Pièce-Sur-Pièce Construction

by Linda Hoad

In Historians,
Preliminary Architectural Studies,
Volume 01, Unpublished Report HG 02
(Fortress of Louisbourg, 1972,  
Report Number H G 02 01 04)

Pièce-sur-pièce construction is really, a variant of frame construction, but it has been treated separately here because there is a fair amount of contradictory secondary source material, both historical and archaeological, concerning this type of building. Only the primary source material will be considered in this study, however.

There are only three documents in the Domestic Architecture file concerning pièce sur pièce buildings and no cartographic evidence.
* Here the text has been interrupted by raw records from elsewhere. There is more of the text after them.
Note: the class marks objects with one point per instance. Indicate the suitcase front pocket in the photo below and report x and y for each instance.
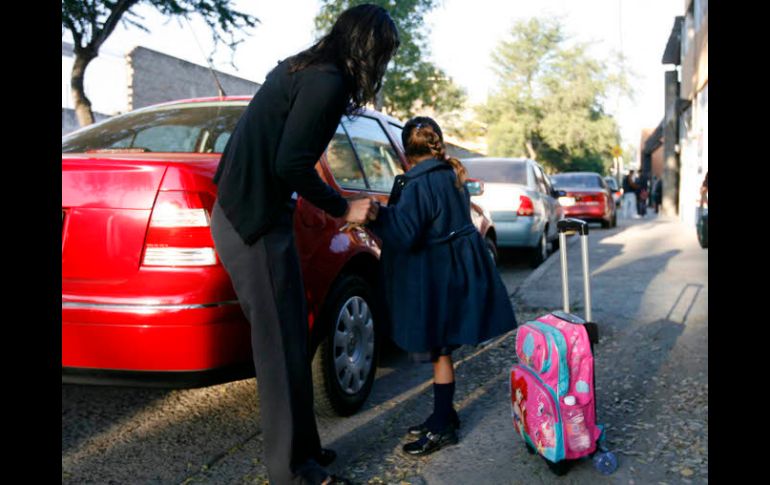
(533, 348)
(536, 417)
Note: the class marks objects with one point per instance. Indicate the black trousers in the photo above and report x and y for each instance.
(267, 279)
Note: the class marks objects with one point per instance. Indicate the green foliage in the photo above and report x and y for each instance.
(549, 105)
(92, 21)
(411, 83)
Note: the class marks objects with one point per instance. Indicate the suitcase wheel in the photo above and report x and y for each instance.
(559, 468)
(606, 462)
(529, 448)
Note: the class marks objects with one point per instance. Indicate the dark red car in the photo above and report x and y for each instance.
(586, 196)
(145, 300)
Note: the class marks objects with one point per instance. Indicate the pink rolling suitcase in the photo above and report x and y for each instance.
(553, 402)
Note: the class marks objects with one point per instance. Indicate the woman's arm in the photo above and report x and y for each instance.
(403, 224)
(314, 116)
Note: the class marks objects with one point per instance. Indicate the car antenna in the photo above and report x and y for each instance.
(208, 61)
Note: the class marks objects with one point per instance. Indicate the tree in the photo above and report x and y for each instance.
(411, 83)
(549, 105)
(92, 21)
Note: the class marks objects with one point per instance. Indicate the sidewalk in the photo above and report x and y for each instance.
(650, 298)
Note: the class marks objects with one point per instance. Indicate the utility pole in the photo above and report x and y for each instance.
(670, 206)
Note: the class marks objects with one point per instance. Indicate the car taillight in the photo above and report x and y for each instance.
(525, 206)
(179, 232)
(592, 199)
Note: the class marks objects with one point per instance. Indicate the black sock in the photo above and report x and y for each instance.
(443, 411)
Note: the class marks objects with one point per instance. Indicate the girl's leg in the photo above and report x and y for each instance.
(443, 370)
(443, 394)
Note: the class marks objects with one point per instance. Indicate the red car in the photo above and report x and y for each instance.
(145, 300)
(586, 196)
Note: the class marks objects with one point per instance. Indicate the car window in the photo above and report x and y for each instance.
(397, 131)
(546, 181)
(168, 138)
(343, 163)
(539, 179)
(498, 171)
(377, 156)
(222, 139)
(174, 128)
(573, 180)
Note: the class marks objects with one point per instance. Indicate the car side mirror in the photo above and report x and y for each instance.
(474, 186)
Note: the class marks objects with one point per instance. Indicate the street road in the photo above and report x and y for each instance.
(212, 435)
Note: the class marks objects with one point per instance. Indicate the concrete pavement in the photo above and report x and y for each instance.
(650, 297)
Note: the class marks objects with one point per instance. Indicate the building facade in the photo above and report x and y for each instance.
(117, 83)
(693, 121)
(686, 113)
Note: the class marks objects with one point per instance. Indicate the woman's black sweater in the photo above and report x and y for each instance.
(274, 147)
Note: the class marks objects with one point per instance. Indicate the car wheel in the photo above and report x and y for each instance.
(540, 252)
(346, 359)
(491, 248)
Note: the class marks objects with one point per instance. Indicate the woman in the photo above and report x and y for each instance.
(271, 154)
(442, 287)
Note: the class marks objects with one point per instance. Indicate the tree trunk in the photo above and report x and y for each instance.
(379, 100)
(531, 150)
(82, 103)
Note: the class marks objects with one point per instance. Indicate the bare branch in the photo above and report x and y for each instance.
(112, 21)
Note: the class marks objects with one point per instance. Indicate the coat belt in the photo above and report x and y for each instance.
(463, 231)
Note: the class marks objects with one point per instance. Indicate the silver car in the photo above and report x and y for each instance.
(521, 202)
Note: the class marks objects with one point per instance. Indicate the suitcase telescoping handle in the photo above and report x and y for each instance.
(581, 227)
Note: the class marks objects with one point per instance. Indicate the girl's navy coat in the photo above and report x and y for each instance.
(441, 284)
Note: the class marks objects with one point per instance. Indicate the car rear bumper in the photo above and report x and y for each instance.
(586, 212)
(152, 338)
(160, 379)
(522, 231)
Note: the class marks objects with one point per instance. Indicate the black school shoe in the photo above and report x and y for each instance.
(422, 429)
(432, 442)
(325, 457)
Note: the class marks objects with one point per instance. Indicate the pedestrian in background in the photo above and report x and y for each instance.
(657, 194)
(271, 154)
(629, 195)
(442, 287)
(642, 194)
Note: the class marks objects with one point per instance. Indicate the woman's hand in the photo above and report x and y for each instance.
(361, 210)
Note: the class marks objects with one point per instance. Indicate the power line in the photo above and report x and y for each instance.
(208, 60)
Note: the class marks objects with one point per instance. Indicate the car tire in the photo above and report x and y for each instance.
(491, 249)
(539, 253)
(345, 362)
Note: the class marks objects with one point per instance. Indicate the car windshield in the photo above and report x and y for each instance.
(584, 181)
(498, 172)
(180, 128)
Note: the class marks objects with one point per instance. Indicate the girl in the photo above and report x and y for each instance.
(271, 154)
(441, 285)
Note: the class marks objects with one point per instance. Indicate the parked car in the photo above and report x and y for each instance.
(586, 196)
(145, 299)
(521, 202)
(617, 192)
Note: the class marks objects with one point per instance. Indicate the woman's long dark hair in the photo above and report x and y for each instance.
(361, 43)
(422, 136)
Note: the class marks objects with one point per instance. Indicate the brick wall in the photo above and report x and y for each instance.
(154, 78)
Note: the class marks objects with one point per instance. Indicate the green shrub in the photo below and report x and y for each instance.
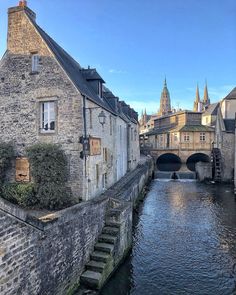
(49, 170)
(6, 154)
(19, 193)
(48, 163)
(53, 196)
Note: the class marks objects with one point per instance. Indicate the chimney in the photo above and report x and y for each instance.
(17, 25)
(22, 3)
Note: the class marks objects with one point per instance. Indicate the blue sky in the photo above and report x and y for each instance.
(135, 43)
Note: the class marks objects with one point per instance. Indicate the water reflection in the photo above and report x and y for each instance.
(184, 243)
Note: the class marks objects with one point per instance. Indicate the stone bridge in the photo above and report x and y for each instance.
(176, 159)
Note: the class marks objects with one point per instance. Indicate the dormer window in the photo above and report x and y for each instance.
(99, 89)
(35, 62)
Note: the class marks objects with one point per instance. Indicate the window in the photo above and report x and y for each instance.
(104, 181)
(132, 134)
(99, 89)
(186, 137)
(104, 154)
(90, 119)
(111, 125)
(35, 63)
(175, 137)
(47, 116)
(202, 136)
(97, 175)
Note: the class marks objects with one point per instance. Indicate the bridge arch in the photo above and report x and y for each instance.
(168, 162)
(197, 157)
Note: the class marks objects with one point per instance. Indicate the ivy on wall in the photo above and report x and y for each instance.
(6, 155)
(48, 165)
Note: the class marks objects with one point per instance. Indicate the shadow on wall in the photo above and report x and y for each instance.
(169, 162)
(198, 157)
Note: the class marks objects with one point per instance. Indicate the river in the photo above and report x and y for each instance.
(184, 242)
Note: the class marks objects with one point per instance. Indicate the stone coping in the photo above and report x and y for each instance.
(45, 219)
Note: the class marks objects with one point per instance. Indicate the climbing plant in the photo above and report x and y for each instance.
(6, 155)
(48, 164)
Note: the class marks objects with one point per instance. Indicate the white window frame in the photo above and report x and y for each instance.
(202, 136)
(49, 119)
(186, 137)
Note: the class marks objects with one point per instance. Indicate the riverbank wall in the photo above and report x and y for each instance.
(47, 254)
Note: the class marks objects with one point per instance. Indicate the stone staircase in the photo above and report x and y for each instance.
(101, 263)
(216, 161)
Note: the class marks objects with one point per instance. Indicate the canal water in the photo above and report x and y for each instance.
(184, 242)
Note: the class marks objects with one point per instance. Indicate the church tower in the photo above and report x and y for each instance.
(206, 99)
(165, 105)
(197, 107)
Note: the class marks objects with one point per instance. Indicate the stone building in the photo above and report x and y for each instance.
(200, 105)
(146, 122)
(47, 97)
(224, 142)
(165, 103)
(210, 114)
(179, 138)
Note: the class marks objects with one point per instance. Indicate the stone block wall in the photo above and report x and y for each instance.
(203, 171)
(47, 256)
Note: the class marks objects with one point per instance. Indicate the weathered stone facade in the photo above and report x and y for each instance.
(72, 89)
(46, 255)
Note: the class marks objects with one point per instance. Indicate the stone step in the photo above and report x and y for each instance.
(107, 238)
(104, 247)
(114, 212)
(100, 256)
(91, 279)
(111, 223)
(110, 230)
(94, 265)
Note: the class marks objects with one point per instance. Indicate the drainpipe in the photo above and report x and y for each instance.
(235, 157)
(85, 132)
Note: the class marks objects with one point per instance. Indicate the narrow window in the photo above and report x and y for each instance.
(111, 125)
(35, 63)
(104, 154)
(47, 116)
(90, 119)
(186, 137)
(202, 136)
(104, 181)
(97, 175)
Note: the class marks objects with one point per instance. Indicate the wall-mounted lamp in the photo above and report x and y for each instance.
(102, 118)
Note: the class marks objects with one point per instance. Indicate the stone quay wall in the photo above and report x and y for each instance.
(46, 255)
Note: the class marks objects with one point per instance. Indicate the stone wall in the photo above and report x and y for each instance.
(203, 171)
(228, 156)
(46, 255)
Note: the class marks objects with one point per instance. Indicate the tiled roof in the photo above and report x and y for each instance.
(72, 69)
(229, 125)
(192, 128)
(91, 74)
(232, 94)
(212, 109)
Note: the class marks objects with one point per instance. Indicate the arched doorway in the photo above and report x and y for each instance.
(168, 162)
(193, 159)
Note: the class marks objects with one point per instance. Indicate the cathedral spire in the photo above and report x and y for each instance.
(165, 104)
(197, 103)
(206, 100)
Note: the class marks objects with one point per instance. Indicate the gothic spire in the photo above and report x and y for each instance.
(197, 99)
(165, 104)
(206, 100)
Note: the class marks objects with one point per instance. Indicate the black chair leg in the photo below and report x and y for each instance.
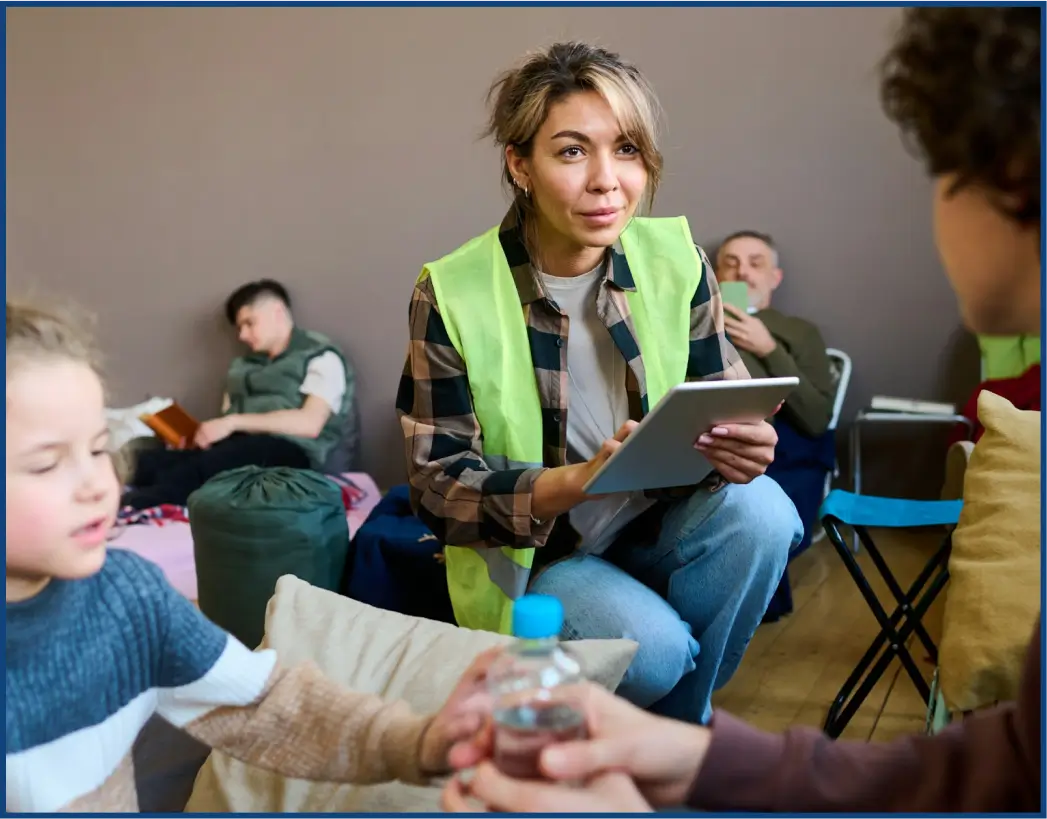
(895, 628)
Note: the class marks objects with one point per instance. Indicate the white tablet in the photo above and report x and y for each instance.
(661, 454)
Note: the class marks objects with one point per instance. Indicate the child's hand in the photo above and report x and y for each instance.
(461, 717)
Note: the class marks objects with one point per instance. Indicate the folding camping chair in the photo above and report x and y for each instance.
(861, 513)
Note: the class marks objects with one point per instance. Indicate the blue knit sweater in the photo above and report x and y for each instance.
(90, 661)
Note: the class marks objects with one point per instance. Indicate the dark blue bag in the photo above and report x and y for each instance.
(396, 562)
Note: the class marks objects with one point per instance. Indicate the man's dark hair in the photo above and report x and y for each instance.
(249, 293)
(963, 85)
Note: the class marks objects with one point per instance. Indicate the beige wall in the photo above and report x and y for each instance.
(157, 158)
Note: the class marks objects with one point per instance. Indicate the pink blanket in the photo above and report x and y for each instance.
(170, 546)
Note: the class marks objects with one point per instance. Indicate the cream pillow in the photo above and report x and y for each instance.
(993, 597)
(369, 649)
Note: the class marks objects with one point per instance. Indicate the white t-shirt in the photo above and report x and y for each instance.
(598, 403)
(326, 378)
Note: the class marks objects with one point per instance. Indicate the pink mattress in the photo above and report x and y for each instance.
(170, 546)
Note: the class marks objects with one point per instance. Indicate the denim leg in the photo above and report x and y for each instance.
(603, 602)
(717, 561)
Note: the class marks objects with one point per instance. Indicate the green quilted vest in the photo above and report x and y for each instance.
(258, 383)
Thus, one can conclude that it was not a common method of construction in Louisbourg.

The earliest reference is to a forge, storehouse and bakery built in Port Dauphin in 1715. This reference is the most detailed and is translated here in full:

These building are made of pièces sur pièces: that is, beams which one puts one on top of the other, which are fitted into slots in other pieces of wood which are set upright at 10 pieds intervals. This sort of building lasts 40 or 50 years. These buildings are roofed with bark, but it will be necessary to shingle them at a latter date.

The next reference to a house in Block 32 which was exchanged in 1751. No further details are given.

The last reference to a pièce sur pièce house is in a sale in 1752. The house, described as small, was located on the north side of the barachois de Lasson and was sold for 200 livres.

It is evident that documentary sources will have to be supplemented with source material from other geographical locations and secondary source material if design of these buildings is to be undertaken.